The "Stand Your Ground" law has been gnawing at me because there was a lie somewhere, but I could not pinpoint it right away, until the other night when, as I was taking a walk, it came to me.  It started when a person posted a question on my Facebook page, after I posted a verdict update article from this blog.   This person basically wanted to know why the picture I used in my article of Trayvon Martin was of him at 12 years-old, and I simply replied that that was the only picture that was available to me when I made the original post back in March of 2012, and there was no deeper reason than that.  I then said to myself, "Yeah, he was seventeen at the time."  It was during my walk that that statement resonated with me.  Trayvon Martin was seventeen at the time.  That's when it hit me, that was it!

I realized, in that moment, that the lie, the assumption was that Tayvon Martin was also protected by the same law, but Martin's age made it impossible for him to stand his ground if a.) he also possessed a gun that night or b.) if the roles were reversed.  And this is what makes the "Stand Your Ground" law unconstitutional, because it does not provide EQUAL PROTECTION UNDER THE LAW as it pertains to AGE, according to the U.S. Constitution, Amendment XIV, Section 1. which states:  "All persons born or naturalized in the United States, and subject to the jurisdiction thereof, are citizens of the United States and of the state wherein they reside. No state shall make or enforce any law which shall abridge the privileges or immunities of citizens of the United States; nor shall any state deprive any person of life, liberty, or property, without due process of law; nor deny to any person within its jurisdiction the equal protection of the laws."  In other words, a state can not make a law that gives protection under the law for one person over another, like a law that protects an adult over a minor.

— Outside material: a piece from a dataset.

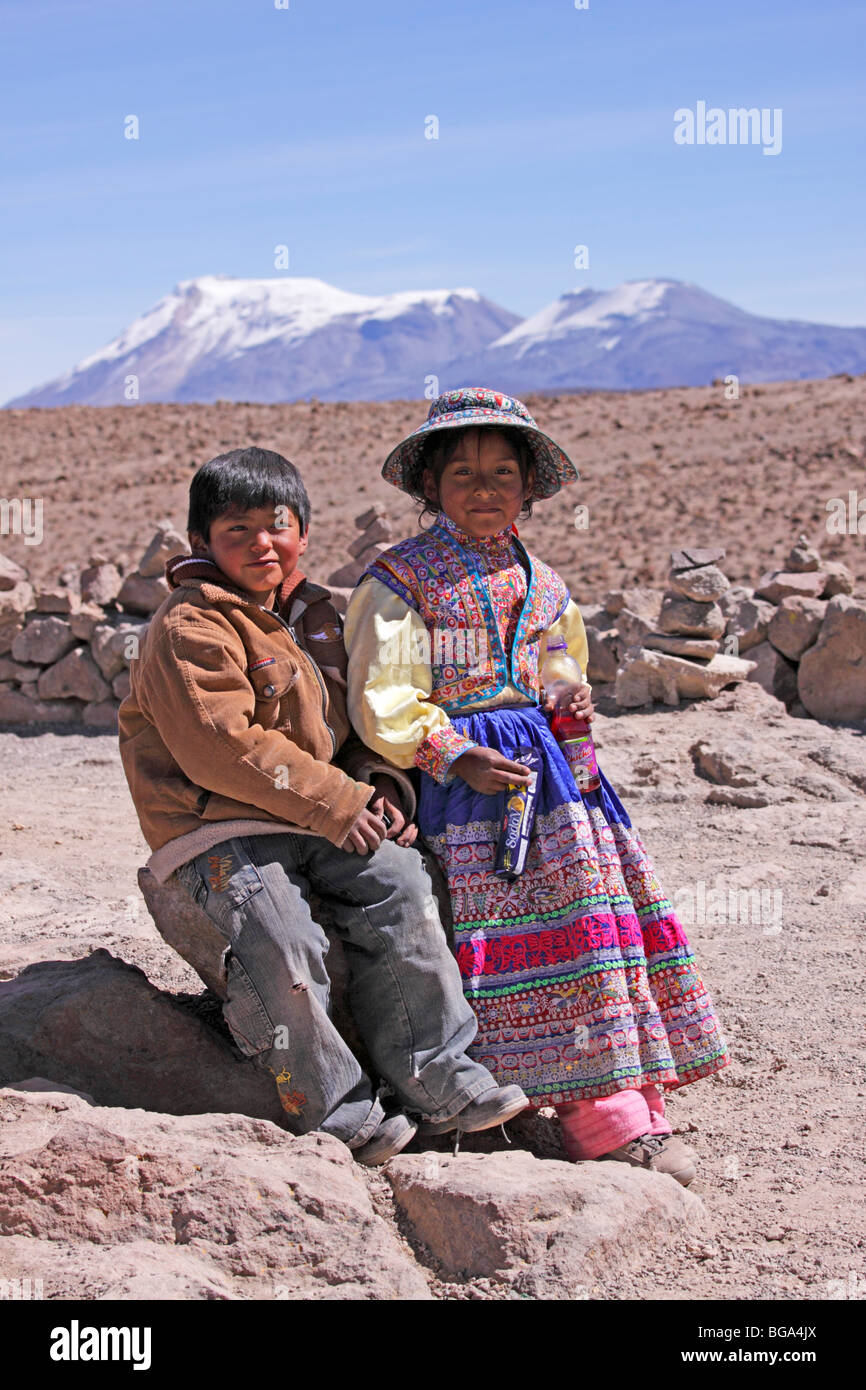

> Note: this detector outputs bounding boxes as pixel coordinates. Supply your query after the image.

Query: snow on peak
[491,279,677,350]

By itself, the "Stand Your Ground" law is not unconstitutional, however, in the context of Florida Law it is, why?  Because Florida requires, according to their own gun laws under the "Purchase and Possession" provision that, "A minor less than 18 years of age may not possess a firearm, other than an unloaded firearm at his home, unless engaged in lawful activities."   For Martin to be able to carry a concealed weapon that night like George Zimmerman, he would have to apply for a license, and to do that, he had to be 21 years or older, under Florida's "Carrying" provision.  This means that under no circumstance would Martin have been able to do what George  Zimmerman was able to do, legally, because he was 17 years-old at the time of the shooting, thus under the legal age to purchase, possess and carry a gun that night.

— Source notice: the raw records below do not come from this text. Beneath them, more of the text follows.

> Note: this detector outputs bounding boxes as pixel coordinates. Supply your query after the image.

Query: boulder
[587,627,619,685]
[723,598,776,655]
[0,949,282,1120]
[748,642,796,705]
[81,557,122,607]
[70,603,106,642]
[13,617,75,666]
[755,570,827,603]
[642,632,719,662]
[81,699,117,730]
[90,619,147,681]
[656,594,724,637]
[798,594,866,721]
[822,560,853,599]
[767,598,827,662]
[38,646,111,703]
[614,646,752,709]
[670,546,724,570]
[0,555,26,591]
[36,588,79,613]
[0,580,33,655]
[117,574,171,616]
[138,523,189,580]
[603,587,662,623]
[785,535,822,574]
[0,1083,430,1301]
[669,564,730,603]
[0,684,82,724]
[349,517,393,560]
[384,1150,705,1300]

The "Stand Your Ground" law which is listed under the Florida's gun law "Miscellaneous" provision clearly states: "Under Florida law, there is no “duty to retreat” if you are attacked in any place you have a lawful right to be. Instead, you may stand your ground and meet force with force, including deadly force, if you reasonably believe it is necessary to prevent death or great bodily harm to yourself or others.  The "Stand Your Ground" law did not allow Trayvon Martin to do so because he was not allowed under Florida's own gun laws to meet Zimmerman's gun with his own gun (meet force with force) or to even to carry a gun and to use deadly force if he reasonably believed it was necessary to prevent death or great bodily harm to himself or others.  Since the "Stand Your Ground" law can not apply to Martin or any minor it should not have been allowed to protect Zimmerman in anyway because it is unconstitutional.

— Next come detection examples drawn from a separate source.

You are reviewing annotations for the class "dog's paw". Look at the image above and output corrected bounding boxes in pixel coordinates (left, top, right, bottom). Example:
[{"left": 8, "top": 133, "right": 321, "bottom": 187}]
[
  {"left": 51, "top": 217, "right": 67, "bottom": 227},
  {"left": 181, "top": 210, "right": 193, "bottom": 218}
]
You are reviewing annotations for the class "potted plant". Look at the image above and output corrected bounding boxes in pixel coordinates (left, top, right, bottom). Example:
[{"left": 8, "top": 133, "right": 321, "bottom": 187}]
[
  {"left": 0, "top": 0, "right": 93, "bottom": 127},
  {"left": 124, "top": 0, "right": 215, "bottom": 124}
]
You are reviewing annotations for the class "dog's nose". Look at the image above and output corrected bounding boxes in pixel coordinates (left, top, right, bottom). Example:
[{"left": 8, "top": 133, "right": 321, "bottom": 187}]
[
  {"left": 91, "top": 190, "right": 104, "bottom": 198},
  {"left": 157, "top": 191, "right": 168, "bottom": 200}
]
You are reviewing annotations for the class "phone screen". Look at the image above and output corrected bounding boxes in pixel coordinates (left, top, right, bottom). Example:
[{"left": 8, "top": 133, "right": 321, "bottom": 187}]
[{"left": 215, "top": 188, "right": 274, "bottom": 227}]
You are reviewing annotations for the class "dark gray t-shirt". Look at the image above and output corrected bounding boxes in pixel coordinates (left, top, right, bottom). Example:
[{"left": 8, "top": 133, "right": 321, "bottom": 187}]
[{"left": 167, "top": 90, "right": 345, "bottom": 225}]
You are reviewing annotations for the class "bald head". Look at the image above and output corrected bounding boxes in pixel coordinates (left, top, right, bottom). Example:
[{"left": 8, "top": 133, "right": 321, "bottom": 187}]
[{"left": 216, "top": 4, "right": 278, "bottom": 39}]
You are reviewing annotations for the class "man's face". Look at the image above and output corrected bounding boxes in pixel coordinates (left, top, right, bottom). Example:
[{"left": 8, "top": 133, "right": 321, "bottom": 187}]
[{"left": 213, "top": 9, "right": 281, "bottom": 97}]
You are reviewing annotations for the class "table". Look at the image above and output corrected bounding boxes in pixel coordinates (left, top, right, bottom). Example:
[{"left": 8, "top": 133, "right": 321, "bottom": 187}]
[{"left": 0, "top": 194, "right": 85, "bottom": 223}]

Florida's "Stand Your Ground" law violates the civil rights of every minor who lives or visits that state and should have been dealt with BEFORE this trial even started.  The Department of Justice has a better case to pursue the State of Florida's violation of Trayvon Martin's civil rights, as a minor, than going after Zimmerman, in my humble opinion, and render the "Stand Your Ground" law in Florida and subsequently similar laws, where age legality are requirements for purchasing and carrying guns, unconstitutional.